I should've been a 'journalist' I would have a lot of fun spouting off whatever random thought pops into my head without having to worry about being held to any sort of standard of integrity.
 
...spouting off whatever random thought pops into my head without having to worry about being held to any sort of standard of integrity.
If that's the definition of a "journalist" than AT OT is full of them 😛
 
Scoble said publicly a little while ago that Microsoft is trying to get a retraction from the moron who wrote that drivel.

So, they have to re-write 55% vs 60%

What happened?...new version of Outlook Express that requires 150meg of disk space and require 256meg on your video card break DRM or something?

{smirk}

By the first three service packs required to make this thing run correctly the entire OS will be 60% replaced anyways, so what's the difference?
 
OpenSuse 10.0, she is alive and kicking on my PC. WinXP is alive and kicking on my other PC.
I dont see no Vista anywhere.
I think I buy a new graphics card instead of saving the $400 for Vista.
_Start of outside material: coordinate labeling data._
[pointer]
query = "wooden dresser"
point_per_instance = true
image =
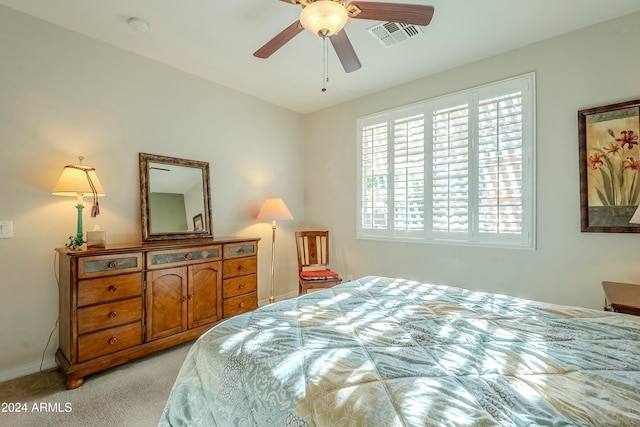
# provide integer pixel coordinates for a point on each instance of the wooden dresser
(127, 301)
Got all the supersearch, graphics effects, etc I need with what I got.
 
I wouldn't get so down on 'the inquirer'. It's obvious what it is.. it's just a tech news related tabloid. They publish rumors and opinion peices and weird crap like this article. It's ment for more entertainment then actual serious news.

But this article is obvious BS.
 
Originally posted by: rdubbz420
I hope its true. better to fix it now instead of having 4 service packs later.


Generally.. as in 98% of the time.. rewriting software generally lands you a product that is worse then what you started off with.

This is because your going to end up replacing a familar, proven, and debugged code base with a replacement program that is not familar, unproven, and full of new bugs (any code has bugs as sure as death and taxes) as well as probably not matching the old one for features.

The only time that you'd want to actually rewrite something is when you've learned so much new stuff that old design choices for your program are so bad that it makes sense to simply get rid of it because working with the old code will slow you down worse then actually starting from scratch again...

That has already happenned with Windows once already. When Microsoft took what they learned from Dos/Win9x stuff as well as their Unix background and wrote NT.

But nobody, even Microsoft, can afford to write new operating systems anymore. What you have is what you are stuck with.

In fact rewriting even 60% of the current Window NT/2000/XP code base is probably such a bad idea that it would be VERY fatal to Microsoft. It would probably put them out of business and Vista would be a total hunk of crap. It would probably take another 3 years of programming and testing to get a new code base up to the same polish as XP/2003 stuff is.

 
I hope its true. better to fix it now instead of having 4 service packs later.

No it's not, incremental fixes are much easier to test and keep track of. A complete rewrite would introduce more bugs than it fixed.